Alekseyev shrugged. "He's been in this job too long. Forty-five is too old for this kind of command, and he reads his fucking parade manuals too much instead of going out in the field. But a good man. Too good to be sent counting trees." Alekseyev chuckled heavily. It was a Russian saying that dated back to the czars. People exiled to Siberia were said to have nothing to do but count trees. Another of the things Lenin had changed. Now people in the Gulag had plenty to do. "The last two times they did well enough to succeed, I think. This regiment will be ready, along with the whole division."
USS PHARRIS
"Bridge, sonar: we have a contact bearing zero-nine-four!" announced a voice on the bulkhead-mounted speaker. Commander Morris turned in his elevated swivel chair to watch his officer of the deck respond.

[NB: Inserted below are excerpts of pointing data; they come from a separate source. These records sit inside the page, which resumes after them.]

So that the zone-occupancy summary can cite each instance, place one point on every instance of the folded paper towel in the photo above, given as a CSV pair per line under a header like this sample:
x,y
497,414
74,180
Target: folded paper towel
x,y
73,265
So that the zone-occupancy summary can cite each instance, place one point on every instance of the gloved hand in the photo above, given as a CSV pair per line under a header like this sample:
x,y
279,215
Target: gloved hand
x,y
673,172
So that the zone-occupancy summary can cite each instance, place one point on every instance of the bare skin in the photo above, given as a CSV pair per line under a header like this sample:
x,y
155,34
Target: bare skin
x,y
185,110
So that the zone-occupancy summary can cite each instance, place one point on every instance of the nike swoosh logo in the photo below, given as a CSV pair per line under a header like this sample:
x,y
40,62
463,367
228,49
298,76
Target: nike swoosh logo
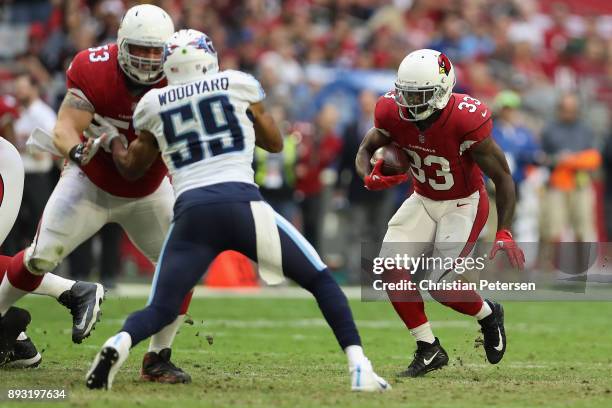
x,y
499,346
81,325
426,361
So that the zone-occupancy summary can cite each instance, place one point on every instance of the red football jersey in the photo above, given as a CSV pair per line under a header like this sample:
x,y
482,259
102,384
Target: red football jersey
x,y
95,72
441,167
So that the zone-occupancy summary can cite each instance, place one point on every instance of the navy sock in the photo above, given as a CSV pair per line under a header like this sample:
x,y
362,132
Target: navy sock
x,y
335,308
146,322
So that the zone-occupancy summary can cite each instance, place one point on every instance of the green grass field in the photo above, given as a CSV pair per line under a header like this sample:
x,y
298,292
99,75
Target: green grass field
x,y
279,352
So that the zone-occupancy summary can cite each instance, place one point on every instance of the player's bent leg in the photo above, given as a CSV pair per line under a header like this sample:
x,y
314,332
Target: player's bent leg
x,y
457,232
302,264
73,214
183,261
146,222
156,363
17,283
11,186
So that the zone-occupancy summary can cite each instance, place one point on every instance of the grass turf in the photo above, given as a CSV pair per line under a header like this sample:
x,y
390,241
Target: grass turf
x,y
279,352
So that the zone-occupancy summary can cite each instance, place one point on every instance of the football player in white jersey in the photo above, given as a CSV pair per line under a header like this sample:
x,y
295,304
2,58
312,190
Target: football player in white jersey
x,y
14,322
206,124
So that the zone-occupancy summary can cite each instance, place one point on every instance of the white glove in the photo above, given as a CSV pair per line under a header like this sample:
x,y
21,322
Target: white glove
x,y
82,153
105,132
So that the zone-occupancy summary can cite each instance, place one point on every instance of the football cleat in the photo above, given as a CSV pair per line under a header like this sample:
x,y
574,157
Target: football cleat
x,y
14,321
364,379
427,357
494,333
158,367
104,368
83,300
24,355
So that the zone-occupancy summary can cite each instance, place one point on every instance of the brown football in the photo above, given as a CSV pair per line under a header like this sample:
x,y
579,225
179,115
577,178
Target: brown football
x,y
395,160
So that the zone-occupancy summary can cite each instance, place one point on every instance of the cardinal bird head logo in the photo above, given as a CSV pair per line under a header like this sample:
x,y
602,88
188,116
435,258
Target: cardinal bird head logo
x,y
444,64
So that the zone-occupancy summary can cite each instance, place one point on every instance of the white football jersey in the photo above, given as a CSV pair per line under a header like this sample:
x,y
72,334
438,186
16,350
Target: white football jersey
x,y
202,128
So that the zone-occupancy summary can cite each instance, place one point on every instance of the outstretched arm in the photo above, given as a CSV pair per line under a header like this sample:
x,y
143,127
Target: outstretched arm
x,y
267,135
134,161
74,115
373,140
492,161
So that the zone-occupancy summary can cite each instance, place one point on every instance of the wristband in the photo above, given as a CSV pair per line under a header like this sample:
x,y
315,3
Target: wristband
x,y
76,153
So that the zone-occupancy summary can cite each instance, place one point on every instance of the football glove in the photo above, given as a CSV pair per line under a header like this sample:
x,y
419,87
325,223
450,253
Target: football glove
x,y
377,181
505,242
104,131
82,153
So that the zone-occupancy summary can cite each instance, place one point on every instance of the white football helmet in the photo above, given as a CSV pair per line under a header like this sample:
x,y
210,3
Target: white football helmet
x,y
146,26
189,54
425,81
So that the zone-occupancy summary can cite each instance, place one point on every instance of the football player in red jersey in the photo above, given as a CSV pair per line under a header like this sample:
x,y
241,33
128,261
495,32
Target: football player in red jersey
x,y
108,81
446,136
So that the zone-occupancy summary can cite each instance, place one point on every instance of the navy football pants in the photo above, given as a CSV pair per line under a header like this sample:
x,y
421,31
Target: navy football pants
x,y
200,233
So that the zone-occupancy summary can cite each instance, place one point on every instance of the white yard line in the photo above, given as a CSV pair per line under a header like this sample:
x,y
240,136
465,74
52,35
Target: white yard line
x,y
281,292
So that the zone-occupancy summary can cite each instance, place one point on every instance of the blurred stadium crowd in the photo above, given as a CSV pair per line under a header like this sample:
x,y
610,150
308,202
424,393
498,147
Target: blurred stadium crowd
x,y
544,67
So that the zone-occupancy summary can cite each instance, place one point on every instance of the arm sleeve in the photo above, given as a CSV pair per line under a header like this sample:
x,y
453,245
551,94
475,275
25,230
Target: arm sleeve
x,y
247,87
381,113
145,114
78,81
476,126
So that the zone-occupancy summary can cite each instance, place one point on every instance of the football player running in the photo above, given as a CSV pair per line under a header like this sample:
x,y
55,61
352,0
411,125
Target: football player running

The OOD trained his binoculars to the direction of the contact. There was nothing there: "Bearing is clear."
Morris got up from his chair. "Set Condition I-AS."
"Aye aye. Battle Stations," the OOD acknowledged the order. The boatswain's-mate-of-the-watch walked to the announcing system, and blew a three-note whistle on his bosun's pipe into the speaker. "General Quarters, General Quarters, all hands man your battle stations for anti-submarine warfare." The alarm gong came next, and a quiet forenoon watch ended.